DELİLLER VE GEREKÇE:
Trafik Kazası tespit tutanağı : Kaza sonrası resmi ekiplerin tanzim ettikleri 04/12/2020 tarihli maddi hasarlı trafik kazası tutanağının; “04.12.2020 günü saat 10:48 sıralarında sürücü … idaresindeki … plakalı araç ile İzmir istikametinden Çeşme istikametine seyir halindeyken, tali yoldan çıkıp yine karşı tarafa Torosan istikametine geçmek isteyen sürücü … idaresindeki … plakalı aracın ön kısımlarıyla, diğer aracın sol yan kısımlarının çarpışması neticesinde yaralamalı ve maddi hasarlı trafik kazasının meydana geldiği, bu kazanın meydana gelmesinde … plakalı aracın sürücüsü … 2918 s.

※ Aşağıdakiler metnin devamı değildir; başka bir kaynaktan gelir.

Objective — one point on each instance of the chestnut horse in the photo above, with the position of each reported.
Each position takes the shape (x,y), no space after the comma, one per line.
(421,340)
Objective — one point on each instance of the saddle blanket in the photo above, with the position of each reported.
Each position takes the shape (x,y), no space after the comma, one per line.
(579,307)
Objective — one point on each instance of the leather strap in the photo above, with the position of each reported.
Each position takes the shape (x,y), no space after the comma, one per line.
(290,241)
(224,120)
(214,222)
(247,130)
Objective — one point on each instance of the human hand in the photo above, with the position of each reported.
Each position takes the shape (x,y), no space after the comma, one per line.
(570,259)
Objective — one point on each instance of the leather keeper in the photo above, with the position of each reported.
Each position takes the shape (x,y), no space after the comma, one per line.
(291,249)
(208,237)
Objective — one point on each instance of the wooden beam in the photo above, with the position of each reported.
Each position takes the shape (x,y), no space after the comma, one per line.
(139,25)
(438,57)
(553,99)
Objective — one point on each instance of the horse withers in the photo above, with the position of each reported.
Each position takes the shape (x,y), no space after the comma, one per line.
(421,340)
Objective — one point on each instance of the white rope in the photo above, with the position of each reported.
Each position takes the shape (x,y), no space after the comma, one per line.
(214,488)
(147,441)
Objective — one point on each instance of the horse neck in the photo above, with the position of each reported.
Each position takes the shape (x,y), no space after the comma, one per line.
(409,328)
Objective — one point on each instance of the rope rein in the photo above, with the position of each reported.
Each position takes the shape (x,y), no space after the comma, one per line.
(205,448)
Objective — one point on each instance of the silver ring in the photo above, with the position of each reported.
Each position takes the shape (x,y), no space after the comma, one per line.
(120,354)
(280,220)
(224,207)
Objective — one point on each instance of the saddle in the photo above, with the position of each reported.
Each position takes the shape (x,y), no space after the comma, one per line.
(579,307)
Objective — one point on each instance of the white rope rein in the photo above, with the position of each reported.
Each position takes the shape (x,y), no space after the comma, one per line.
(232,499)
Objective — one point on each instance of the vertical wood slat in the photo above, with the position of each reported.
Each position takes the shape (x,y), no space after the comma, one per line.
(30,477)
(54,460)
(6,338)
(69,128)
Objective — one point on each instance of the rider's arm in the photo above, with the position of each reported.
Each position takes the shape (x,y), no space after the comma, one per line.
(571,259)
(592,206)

KTK’nun 57/1-a (Kavşağa yaklaşan sürücüler kavşaktaki şartlara uyacak şekilde yavaşlamak, dikkatli olmak, geçiş hakkı olan araçların önce geçmesine imkan vermek zorundadırlar.) maddesini, diğer sürücü …’un 52/1-a (Kavşaklara yaklaşırken, dönemeçlere girerken, tepe üstlerine yaklaşırken, dönemeçli yollarda ilerlerken, yaya geçitlerine, hemzemin geçitlere, tünellere, dar köprü ve menfezlere yaklaşırken, yapım ve onarım alanlarına girerken, hızlarını azaltmak) maddesini ihlal ettiği tespit edilmiştir” şeklinde düzenlendiği görülmüştür.

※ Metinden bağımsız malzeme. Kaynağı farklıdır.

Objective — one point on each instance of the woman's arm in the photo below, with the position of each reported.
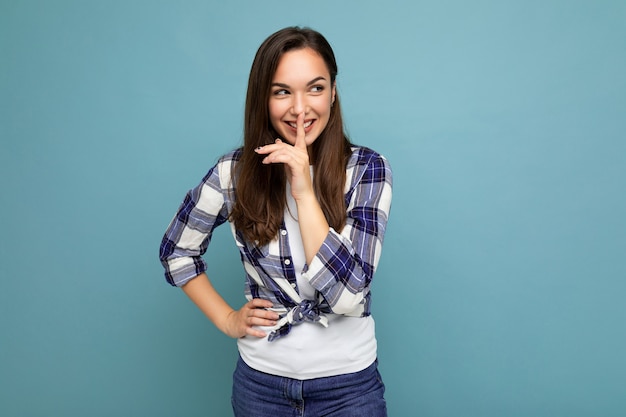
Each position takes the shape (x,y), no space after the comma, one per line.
(313,225)
(233,323)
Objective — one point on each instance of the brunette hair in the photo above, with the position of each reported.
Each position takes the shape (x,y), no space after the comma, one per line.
(260,198)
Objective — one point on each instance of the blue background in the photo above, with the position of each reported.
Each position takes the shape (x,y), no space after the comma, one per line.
(502,283)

Hasar Dosyası : Davalı sigorta vekilinin 28/03/2022 tarihli cevabi yazısı içeriğinden; şirket kayıtlarının tetkikinde … ve
… plakalı araçlar arasında 04.12.2020 tarihinde meydana gelen trafik kazası ile ilgili olarak dava öncesinde şirketlerine hasar başvurusunun yapıldığı, buna ilişkin oluşturulan hasar dosyasına istinaden 09.02.2021 tarihinde 22.500,00-TL hasar bedelinin, 01.06.2021 tarihinde 6.020,00-TL değer kaybı bedelinin davacı vekiline ödeme yapıldığı bildirilmiştir.
Poliçe : Davalı sigorta şirketi ile dava dışı sigortalı … arasında … plakalı araç ile ilgili olarak 17/09/2020 – 17/09/2021 tarihlerini kapsar ZMMS poliçesi bulunmaktadır. Poliçe limiti araç başına maddi 41.000,00-TL. dir.
Trafik Kayıtları : Türkiye Noterler Birliği Başkanlığının 13/05/2022 tarihli cevabi yazısında; … plaka sayılı aracın kaza tarihi olan 04/12/2020 tarihinde dava dışı … adına tescilli olduğu, … plakalı aracın ise yine kaza tarihi olan 04/12/2020 tarihinde davacı … adına tescilli olduğu görülmüştür.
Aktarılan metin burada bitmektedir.